Home > Journals > St. John's Law Review > Vol. 86 > No. 1
Document Type
Note
Abstract
(Excerpt)
Since current anti-counterfeiting tools are not easily applied to the Internet, thereby diminishing their effectiveness, this Note argues that compensating for this deficiency requires legal provisions that encourage online service providers to implement both proactive and reactive anti-counterfeiting measures. After Tiffany, e-commerce businesses in the United States are only required to react appropriately to counterfeiting on their websites. Though it is well-settled that trademark owners must police their own brand, the Tiffany decision makes it extremely difficult and costly for owners to combat counterfeiting on their own. Furthermore, the Second Circuit’s application of a reactive law written specifically for secondary copyright infringement on the Internet does not effectively address the entire temporal range of harm posed by trademark infringement.

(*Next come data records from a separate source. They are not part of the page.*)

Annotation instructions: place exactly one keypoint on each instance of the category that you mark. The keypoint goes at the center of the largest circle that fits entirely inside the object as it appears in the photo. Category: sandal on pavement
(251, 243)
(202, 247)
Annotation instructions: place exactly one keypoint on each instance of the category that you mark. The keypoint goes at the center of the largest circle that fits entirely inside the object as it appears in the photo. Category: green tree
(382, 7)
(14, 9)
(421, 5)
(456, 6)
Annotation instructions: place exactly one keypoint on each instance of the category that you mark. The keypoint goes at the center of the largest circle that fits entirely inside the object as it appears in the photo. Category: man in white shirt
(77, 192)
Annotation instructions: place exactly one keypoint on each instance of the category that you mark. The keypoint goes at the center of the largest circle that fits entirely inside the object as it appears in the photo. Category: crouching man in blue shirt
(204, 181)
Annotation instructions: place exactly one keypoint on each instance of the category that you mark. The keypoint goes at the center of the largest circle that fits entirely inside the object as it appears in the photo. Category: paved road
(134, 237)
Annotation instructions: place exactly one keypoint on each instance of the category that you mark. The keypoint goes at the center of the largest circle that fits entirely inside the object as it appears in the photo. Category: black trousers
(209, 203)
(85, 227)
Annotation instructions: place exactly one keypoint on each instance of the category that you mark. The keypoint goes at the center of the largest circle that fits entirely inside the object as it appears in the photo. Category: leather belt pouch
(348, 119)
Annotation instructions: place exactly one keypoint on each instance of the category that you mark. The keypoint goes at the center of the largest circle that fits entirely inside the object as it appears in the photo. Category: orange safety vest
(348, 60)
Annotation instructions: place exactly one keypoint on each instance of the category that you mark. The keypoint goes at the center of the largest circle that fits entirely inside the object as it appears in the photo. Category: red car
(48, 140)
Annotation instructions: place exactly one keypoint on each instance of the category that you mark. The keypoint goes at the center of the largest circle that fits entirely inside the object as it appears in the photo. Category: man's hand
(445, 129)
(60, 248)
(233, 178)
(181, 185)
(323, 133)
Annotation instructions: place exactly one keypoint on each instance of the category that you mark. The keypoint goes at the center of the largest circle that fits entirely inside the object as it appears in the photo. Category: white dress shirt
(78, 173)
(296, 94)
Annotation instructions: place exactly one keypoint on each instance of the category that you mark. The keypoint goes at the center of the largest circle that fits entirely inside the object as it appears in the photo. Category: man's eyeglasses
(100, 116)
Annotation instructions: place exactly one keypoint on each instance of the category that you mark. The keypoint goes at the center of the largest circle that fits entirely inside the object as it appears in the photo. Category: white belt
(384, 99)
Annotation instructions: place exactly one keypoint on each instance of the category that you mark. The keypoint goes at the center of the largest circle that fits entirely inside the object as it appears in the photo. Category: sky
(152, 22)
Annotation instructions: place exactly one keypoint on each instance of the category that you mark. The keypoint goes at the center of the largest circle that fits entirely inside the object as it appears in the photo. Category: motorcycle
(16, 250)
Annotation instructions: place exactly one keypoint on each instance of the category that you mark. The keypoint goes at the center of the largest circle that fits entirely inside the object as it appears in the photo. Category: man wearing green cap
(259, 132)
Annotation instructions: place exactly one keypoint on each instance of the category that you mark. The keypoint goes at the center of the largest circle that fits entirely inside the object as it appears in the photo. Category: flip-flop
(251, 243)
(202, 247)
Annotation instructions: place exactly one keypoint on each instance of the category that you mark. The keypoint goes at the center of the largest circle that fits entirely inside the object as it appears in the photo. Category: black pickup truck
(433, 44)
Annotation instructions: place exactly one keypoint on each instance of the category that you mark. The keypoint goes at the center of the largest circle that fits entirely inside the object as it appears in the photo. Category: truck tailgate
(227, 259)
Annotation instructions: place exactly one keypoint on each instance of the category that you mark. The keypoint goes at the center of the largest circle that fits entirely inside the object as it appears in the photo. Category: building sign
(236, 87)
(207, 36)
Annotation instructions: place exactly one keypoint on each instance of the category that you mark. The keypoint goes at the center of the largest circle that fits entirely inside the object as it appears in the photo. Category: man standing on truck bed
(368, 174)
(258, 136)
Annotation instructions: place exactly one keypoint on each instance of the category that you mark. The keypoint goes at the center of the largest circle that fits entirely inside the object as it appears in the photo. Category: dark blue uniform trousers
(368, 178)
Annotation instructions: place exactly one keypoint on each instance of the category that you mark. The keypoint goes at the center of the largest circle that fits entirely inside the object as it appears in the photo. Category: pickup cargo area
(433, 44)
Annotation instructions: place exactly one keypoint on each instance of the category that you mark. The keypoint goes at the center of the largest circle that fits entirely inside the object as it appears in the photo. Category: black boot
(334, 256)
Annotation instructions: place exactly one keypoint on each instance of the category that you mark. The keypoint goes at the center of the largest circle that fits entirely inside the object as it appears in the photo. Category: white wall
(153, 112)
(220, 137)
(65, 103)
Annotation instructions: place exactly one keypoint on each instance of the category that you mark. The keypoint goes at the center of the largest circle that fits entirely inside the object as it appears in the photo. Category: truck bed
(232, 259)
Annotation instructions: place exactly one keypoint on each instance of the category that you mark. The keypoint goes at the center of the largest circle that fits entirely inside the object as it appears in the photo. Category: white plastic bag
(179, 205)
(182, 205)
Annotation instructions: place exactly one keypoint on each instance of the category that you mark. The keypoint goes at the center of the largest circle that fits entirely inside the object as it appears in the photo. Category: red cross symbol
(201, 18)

Part I discusses the goals and policies underlying American trademark law and explains where counterfeiting fits in this framework. This Part also traces the development of the judicially-created doctrine of contributory trademark law and how it has been applied in counterfeiting cases. Part II compares the American approach to contributory trademark infringement to that of European courts. Part III analyzes and assesses how each approach addresses the harms of contributory trademark infringement on the Internet. Part IV proposes a legislative solution similar to the safe-harbor provisions of the DMCA, but tailored to the specific goals, policies, and harms faced by trademark owners. While the Second Circuit properly decided that a notice-and-takedown procedure is one effective way to combat trademark infringement on the Internet, it is a reactive mechanism that does not effectively address harms to trademarks owners and consumers that accrue even before someone buys a counterfeit item. For this reason, a safe-harbor provision for trademark law should incentivize online marketplaces like eBay to take preventive action against trademark infringement.